Veteran CPI leader AB Bardhan passes away at 92
Veteran Communist Party of India (CPI) leader and former party general secretary A.B. Bardhan died at a hospital in the national capital on Saturday evening.
Veteran Communist Party of India (CPI) leader and former party general secretary A.B. Bardhan died at a hospital in the national capital on Saturday evening. Ardhendu Bhushan Bardhan, 91, had been undergoing treatment at G.B. Pant Hospital since December 7 following a paralytic stroke last month.
According to Dr Vinod Puri, who led the medical team at G.B. Pant Hospital, the CPI leader died at 8.20 pm. “Our team tried hard but could not save him. His condition was very critical since he came for treatment. He was kept in the ICU since December 7. However, his condition deteriorated since Saturday morning and he breathed his last at 8.20 pm,” said Dr Puri, director and professor of neurology at the hospital.
Dr Puri said Bardhan had died due to blockage in the middle cerebral arteries caused due to the brain stroke. “Mr Bardhan was put off the ventilator yesterday and was able to breathe normally. But today his blood pressure (level) fell and his condition turned very critical,” added Dr Puri.
Hospital sources said that at the time of his death his daughter Dr Alka Barua and son Ashok Bardhan were by his side. His wife Padma, who was a professor in Nagapur University, had died in 1986. After that, he started staying at CPI headquarters in New Delhi.
Prime Minister Narendra Modi tweeted, “Will always remember Shri AB Bardhan as a passionate Communist, fully committed to his ideology & principles. May his soul rest in peace.” Home minister Rajnath Singh condoled the demise of the veteran CPI leader. “With the demise of AB Bardhan the country has lost one of the pillars of left wing politics. My condolences to his grieving family. Saddened to hear of the demise of senior CPI leader AB Bardhan ji. He was known for his deep concern for workers, poor and needy,” tweeted Mr Singh.
Congress president Sonia Gandhi expressed deep condolences. CPI national secretary D. Raja said, “It’s a great loss not only for the CPI but for the entire Communist movement of the country. His demise marks the end of an era of Communist leaders who fought for the independence of the nation.” Condoling Bardhan’s death, West Bengal chief minister Mamata Banerjee tweeted, “Saddened at the passing of veteran politician AB Bardhan. Condolences to his family and colleagues in his party.” “Deeply saddened to hear of veteran CPI leader AB Bardhanji’s death. He was a leading figure of the trade union movement and a voice of the poor,” said Bihar chief minister Nitish Kumar in a tweet.
Born on September 25, 1925, in Sylhet (now in Bangladesh), Bardhan began his political career in the 1940s during the freedom struggle as a leader of the All-India Students’ Federation and was drawn into the Communist stream and joined the CPI. He was arrested over 20 times and spent over four years in jail.
Ardhendu Bhushan Bardhan has been a leading figure of the trade union movement and Left politics in Maharashtra. He had won as an Independent candidate in Maharashtra Assembly polls in 1957. He later rose to become general secretary and then president of the All-India Trade Union Congress, the oldest trade union in India.
Mr Bardhan had moved to Delhi politics in the 1990s and became CPI deputy general secretary. He succeeded Indrajit Gupta as CPI general secretary in 1996. Even after stepping down as general secretary in March 2012, a role he had performed for four consecutive terms spanning 16 years, Bardhan continued to guide his party members, firmly believing in the maxim “Once a Communist, always a Communist”.
Soon after the Left Front’s debacle at the hands of the Trinamul Congress in the 2011 Assembly polls in its one-time bastion West Bengal, he would warn Left leaders, “either change or you are out”. Bardhan had also reiterated the late Marxist Jyoti Basu’s statement that not accepting the Prime Minister’s post in 1996 was a “historic blunder” of the Left.
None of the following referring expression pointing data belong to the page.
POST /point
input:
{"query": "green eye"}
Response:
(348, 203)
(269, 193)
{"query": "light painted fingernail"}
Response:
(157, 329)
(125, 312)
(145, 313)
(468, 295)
An avid reader, he maintained that books on Communism had influenced him to join the Communist movement.
He read works in various languages, including Bengali, Marathi, Hindi, English and French.
When asked by journalists about his autobiography, Bardhan used to say that biographies are “an exercise in self-congratulation and meant to blame others. I will not write.”
Bardhan is survived by his Ahmedabad-based doctor daughter Alka and son Ashok, who teaches economics at the University of California, Berkeley, in the US.